张川把车停进车位,熄了火。推开车门的瞬间,冷风灌进来,他裹紧警服大衣,快步走向办公楼。
一楼大厅里弥漫着消毒水的味道,地面刚拖过,还有些湿滑。墙上的电子屏滚动播放着本周的工作安排和通知公告,红字在屏幕上跳跃。遇见几个人,都是熟面孔,互相点头打招呼。
“张队,早啊。”
“早。”
走廊里很安静,只有远处办公室传来隐约的电话铃声。张川先拐进大办公室,询问了值班情况——昨晚一切正常,没有特殊警情。他给值班的同事点了头,又简单开了个晨会,把今天的工作内容布置下去。

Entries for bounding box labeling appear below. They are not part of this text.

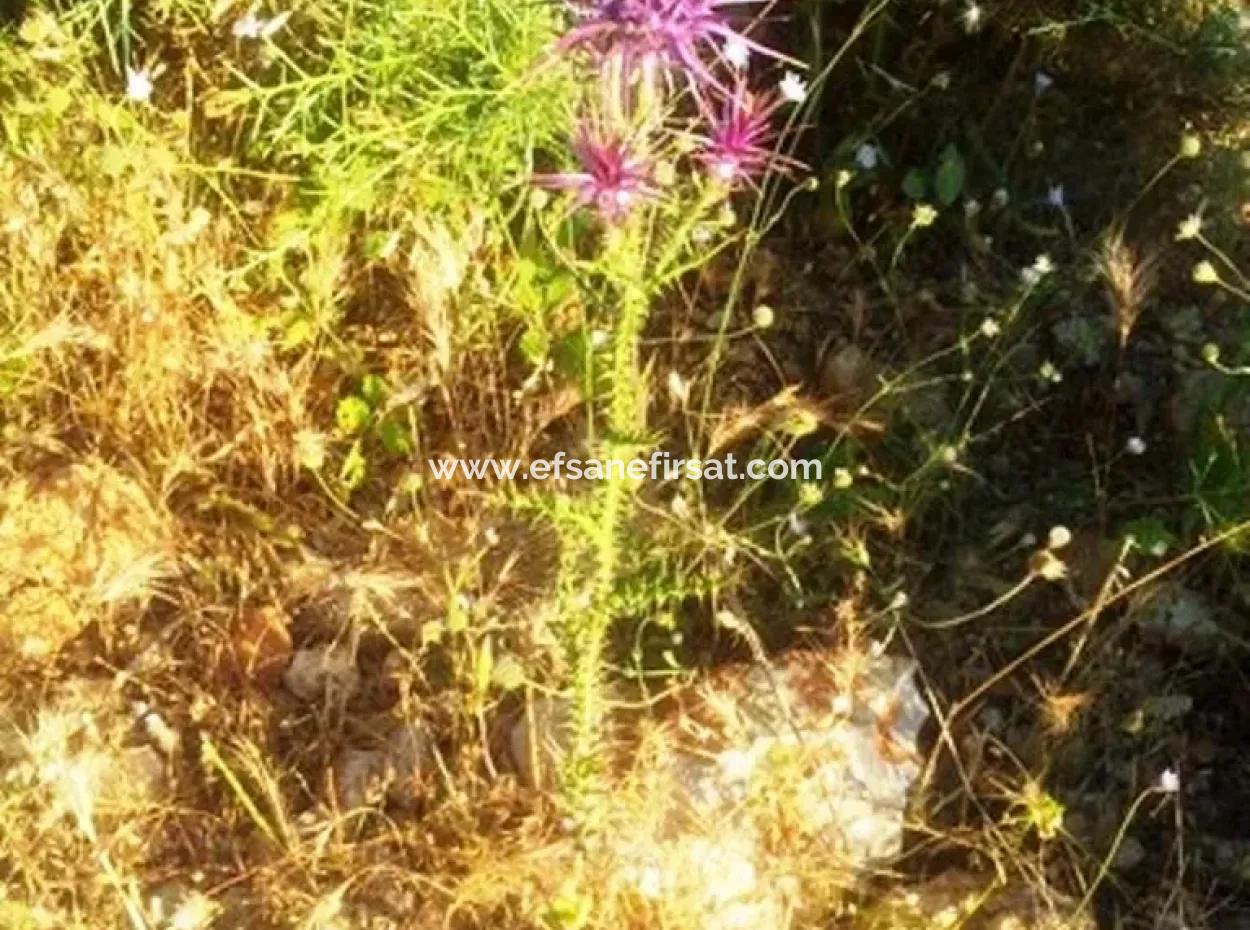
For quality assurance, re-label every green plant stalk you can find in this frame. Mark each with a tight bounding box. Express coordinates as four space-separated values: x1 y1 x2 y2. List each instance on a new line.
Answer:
564 225 650 799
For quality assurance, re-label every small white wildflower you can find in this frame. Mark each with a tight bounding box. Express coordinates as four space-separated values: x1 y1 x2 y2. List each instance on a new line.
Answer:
168 891 219 930
778 71 808 104
126 65 155 104
961 3 985 33
1176 214 1203 243
723 33 751 71
635 865 664 901
911 204 938 229
666 371 690 406
855 143 880 171
1194 261 1220 284
785 513 808 536
230 6 265 39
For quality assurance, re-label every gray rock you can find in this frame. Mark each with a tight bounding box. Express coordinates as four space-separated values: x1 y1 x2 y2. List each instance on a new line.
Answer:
283 643 360 704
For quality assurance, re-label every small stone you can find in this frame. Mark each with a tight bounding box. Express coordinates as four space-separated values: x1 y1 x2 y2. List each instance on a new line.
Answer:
283 644 360 704
1113 836 1146 871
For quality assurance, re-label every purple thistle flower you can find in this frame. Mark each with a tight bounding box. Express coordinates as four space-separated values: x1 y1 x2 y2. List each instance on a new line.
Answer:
699 81 801 186
560 0 798 91
534 126 658 223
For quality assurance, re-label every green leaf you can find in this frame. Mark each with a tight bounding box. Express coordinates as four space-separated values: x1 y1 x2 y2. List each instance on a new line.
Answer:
903 168 929 200
520 326 551 368
378 420 413 455
360 375 389 410
339 440 369 491
934 143 968 206
334 394 374 436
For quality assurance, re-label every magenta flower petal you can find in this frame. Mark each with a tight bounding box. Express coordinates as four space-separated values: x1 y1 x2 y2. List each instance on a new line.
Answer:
699 81 801 186
534 126 659 223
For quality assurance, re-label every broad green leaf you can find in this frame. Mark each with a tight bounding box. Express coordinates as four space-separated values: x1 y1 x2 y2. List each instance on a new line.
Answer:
934 143 968 206
903 168 929 200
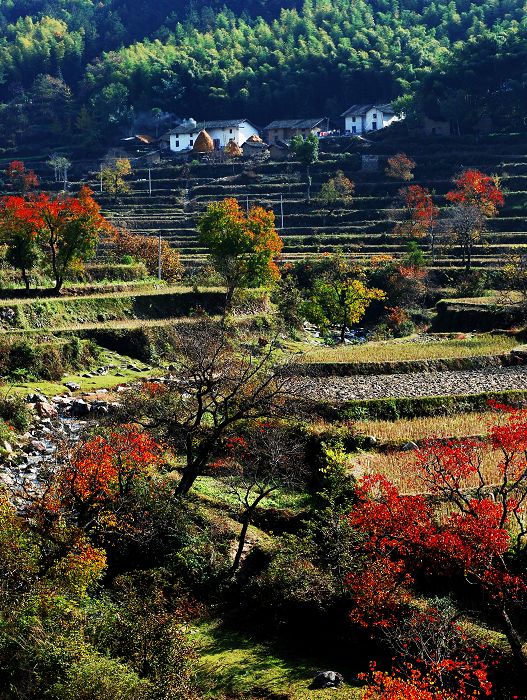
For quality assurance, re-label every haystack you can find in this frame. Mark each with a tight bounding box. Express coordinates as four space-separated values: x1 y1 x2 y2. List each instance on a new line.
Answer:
225 139 243 158
192 129 214 153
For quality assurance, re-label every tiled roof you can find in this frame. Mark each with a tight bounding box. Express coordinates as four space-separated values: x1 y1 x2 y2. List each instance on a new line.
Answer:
170 119 256 134
264 117 325 131
340 104 395 117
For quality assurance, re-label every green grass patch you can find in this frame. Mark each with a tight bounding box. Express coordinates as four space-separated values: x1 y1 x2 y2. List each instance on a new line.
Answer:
194 623 363 700
193 476 311 511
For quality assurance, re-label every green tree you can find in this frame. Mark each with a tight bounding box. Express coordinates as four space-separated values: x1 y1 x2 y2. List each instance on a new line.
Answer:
305 254 385 343
317 170 355 224
198 198 283 309
291 133 318 202
101 158 132 199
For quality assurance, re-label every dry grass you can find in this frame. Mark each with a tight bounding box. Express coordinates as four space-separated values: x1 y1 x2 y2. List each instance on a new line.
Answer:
302 333 518 363
354 411 506 442
350 450 501 494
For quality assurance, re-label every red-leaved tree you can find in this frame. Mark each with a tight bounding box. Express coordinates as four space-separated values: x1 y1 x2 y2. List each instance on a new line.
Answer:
347 407 527 669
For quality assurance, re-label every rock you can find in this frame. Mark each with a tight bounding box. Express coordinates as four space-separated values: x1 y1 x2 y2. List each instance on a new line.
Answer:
35 401 58 419
363 435 377 447
64 382 81 391
401 440 419 452
26 394 48 403
71 399 91 418
309 671 344 690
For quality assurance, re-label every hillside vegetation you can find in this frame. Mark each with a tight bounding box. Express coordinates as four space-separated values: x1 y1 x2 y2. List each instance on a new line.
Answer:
0 0 525 150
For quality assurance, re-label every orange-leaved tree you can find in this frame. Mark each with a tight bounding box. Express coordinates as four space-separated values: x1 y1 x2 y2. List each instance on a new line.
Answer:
198 198 283 308
446 169 505 217
348 407 527 670
2 187 113 292
46 424 163 528
5 160 40 194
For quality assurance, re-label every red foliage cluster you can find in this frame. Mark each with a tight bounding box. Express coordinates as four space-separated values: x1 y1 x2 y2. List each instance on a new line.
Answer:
446 170 505 216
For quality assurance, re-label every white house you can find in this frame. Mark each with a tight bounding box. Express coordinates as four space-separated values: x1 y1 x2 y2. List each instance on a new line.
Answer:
341 104 399 134
170 119 258 152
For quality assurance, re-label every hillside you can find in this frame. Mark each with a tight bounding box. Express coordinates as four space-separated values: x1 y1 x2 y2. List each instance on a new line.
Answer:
0 0 525 152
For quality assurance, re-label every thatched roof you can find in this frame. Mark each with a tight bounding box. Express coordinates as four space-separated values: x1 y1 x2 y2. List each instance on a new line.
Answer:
225 139 243 158
192 129 214 153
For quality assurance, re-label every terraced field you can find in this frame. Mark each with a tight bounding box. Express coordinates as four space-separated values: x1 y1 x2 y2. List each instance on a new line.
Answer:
74 137 527 268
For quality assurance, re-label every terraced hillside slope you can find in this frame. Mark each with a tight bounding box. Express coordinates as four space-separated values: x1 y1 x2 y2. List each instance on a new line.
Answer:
77 136 527 267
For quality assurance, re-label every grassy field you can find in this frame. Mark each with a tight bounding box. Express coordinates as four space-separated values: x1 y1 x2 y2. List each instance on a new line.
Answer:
194 623 365 700
354 411 505 442
5 350 155 396
297 333 518 363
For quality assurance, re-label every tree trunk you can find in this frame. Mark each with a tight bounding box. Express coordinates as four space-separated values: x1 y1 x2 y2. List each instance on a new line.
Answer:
229 508 253 575
176 465 200 496
21 267 30 292
499 608 527 671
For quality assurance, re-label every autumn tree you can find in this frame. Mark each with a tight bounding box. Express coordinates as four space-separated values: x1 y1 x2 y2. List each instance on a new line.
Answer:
214 421 307 574
198 198 283 309
317 170 355 223
25 187 113 292
348 406 527 670
0 197 40 291
395 185 439 260
384 153 416 182
110 229 183 283
101 158 132 198
305 254 385 343
442 170 505 270
290 133 319 202
6 160 40 194
445 170 505 218
40 424 163 530
120 318 301 495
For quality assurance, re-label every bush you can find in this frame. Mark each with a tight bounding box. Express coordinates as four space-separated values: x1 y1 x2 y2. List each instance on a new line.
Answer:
68 262 148 282
53 654 151 700
0 396 32 432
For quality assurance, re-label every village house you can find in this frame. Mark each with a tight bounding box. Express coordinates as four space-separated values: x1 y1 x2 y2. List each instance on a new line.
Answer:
169 119 258 153
264 117 328 145
341 104 399 134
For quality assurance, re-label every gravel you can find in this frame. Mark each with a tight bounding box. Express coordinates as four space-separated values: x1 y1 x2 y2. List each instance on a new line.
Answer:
302 366 527 402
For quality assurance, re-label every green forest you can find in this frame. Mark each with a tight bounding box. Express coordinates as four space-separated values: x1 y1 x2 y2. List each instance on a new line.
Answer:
0 0 527 149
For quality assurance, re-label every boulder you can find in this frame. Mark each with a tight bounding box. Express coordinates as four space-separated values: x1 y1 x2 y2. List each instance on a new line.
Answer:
309 671 344 690
64 382 81 391
35 401 58 418
71 399 91 418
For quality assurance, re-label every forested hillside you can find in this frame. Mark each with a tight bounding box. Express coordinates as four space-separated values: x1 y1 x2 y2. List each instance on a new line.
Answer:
0 0 526 147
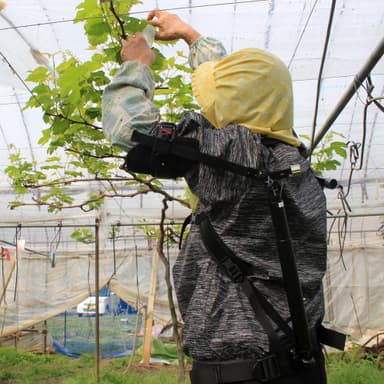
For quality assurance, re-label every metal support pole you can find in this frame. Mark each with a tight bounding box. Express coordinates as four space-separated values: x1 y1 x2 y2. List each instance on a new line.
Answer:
95 218 100 383
309 38 384 154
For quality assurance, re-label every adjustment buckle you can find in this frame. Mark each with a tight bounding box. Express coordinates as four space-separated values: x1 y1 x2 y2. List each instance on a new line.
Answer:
253 355 281 383
290 164 301 175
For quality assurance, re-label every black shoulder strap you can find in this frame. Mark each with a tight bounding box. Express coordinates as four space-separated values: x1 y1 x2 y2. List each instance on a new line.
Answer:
195 213 293 352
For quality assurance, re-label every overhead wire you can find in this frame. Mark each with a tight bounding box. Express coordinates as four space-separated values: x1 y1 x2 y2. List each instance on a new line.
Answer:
0 0 269 31
288 0 318 69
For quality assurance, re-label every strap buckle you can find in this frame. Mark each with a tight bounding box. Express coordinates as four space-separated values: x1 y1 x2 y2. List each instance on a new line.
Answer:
253 355 281 383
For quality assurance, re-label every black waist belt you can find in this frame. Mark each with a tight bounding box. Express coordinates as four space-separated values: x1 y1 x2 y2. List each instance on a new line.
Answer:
191 355 294 384
194 214 345 361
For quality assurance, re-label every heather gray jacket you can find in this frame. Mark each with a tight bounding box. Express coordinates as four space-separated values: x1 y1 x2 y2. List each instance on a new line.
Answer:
173 113 326 360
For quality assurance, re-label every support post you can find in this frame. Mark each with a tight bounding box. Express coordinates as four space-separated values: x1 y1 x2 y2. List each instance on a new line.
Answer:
0 252 16 305
143 251 159 365
95 218 100 383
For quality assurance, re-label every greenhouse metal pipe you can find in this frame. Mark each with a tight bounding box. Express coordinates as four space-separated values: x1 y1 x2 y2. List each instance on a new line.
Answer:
95 218 100 384
309 38 384 154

“老刘,你带人去幸福小区那边转转,上周有居民反映楼道堆放杂物的问题。”
“明白。”
“小宝,你把上周的接警记录整理一下,下午开会要用。”
“好的,师傅。”
安排完这些,张川才转身朝三楼另一头走去。
巴图副局长办公室的门虚掩着,门缝里透出灯光。张川抬手敲了敲门。
“进来。”
推开门,一股浓烈的烟味扑面而来。巴图坐在办公桌后,手里夹着烟,面前摊开着一份文件。他抬起头,看到张川,眼神里闪过一丝复杂的情绪。
“来了,大川。”
张川反手关上门,走到办公桌前。他没有立刻坐下,而是从口袋里掏出手机,调出那几张照片。
“巴局,我来跟你详细汇报一下情况。”
巴图掐灭烟头,指了指对面的椅子:“坐。”
张川坐下,把手机推到巴图面前。
巴图拿起手机,一张一张翻看照片——王老三的尸体,坑里的血迹,脖颈上的勒痕,还有窑洞里那面墙下的痕迹。他的眉头越皱越紧,手指在屏幕上滑动得很慢,每张照片都要盯很久。
办公室里安静得能听到墙上挂钟的滴答声。
滴答,滴答,滴答。
烟灰缸里,刚才掐灭的烟头还在冒着最后一缕青烟,在空气中缓缓上升、消散。窗外的阳光透过百叶窗的缝隙,在办公桌上投下一道道明暗相间的条纹。书柜里整齐排列着各种文件和奖状,最显眼的位置放着一座“优秀领导干部”奖杯,玻璃表面反射着微光。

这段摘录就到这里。